If someone had observed my joy in meeting Cantonese-speaking people in Budapest, they would have (probably correctly) surmised that I was looking for a familiar voice or face removed so far away from 'home'. I had spent the last 3 months in Europe, and so it was cool to hear Cantonese again, but I just said hi and went on my way. It was because I was in neither North America nor Asia that I so reveled in that aspect of myself.

So ultimately, will I move to that crucial third space, towards which immigration propels me? Or do I stand my ground and fully incorporate more of myself as being both Chinese and Canadian? Guilt holds me back; so does shame. I think by immigrating elsewhere, I would be escaping. Not everyone has that freedom to do so.

Fast/Slow

I'm a pretty fast person myself; that is, my pace of life is fast.

So when I go to order some take-out shawarma, I have my earbuds on listening to a podcast, I order, I stand waiting for my order, prepared to run out the door and back to my office.

First comes the tea. The woman who placed my order offers me tea, and I stand around sipping it.

Then a man (the owner or manager?) comes asking me how I like the tea (it's a blend of several types of tea, including rosewater which I can deliciously taste through all the other blends).

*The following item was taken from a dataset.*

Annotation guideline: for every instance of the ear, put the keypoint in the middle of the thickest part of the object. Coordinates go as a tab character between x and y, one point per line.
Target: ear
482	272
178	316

When I finish the tea, I am asked whether or not I want another cup of it (it's a small cup). At first, I hesitate and then I give in because it's so good. I feel guilty so I give a tip. The second cup of tea is really hot, and I go and sit on this waiting bench.

Then the man says that my order will almost be ready. A few more minutes go by, and out comes the potatoes with garlic sauce and a falafel. I was actually going to order those but I didn't! Yum. While I'm eating the potatoes (tea still waiting to be cooled down), the take-out order comes out. By this time, I would feel weird if I got all this food but then left it in a jiffy - would it mean that I don't like it? But what if I ate it all - would it look like I'm greedy? So I sit for 10 more minutes eating and drinking this food I didn't order.

Half an hour has passed for a take-out order and I don't know what to feel. Full, pleased, annoyed, guilty, pleasantly hospitalized (as in catered for). I mean, this has happened at sit-down restaurants, especially when service is slow sort of as an apology, but I think this is a different type of slowness in which take-out has transformed into a taking in of the place.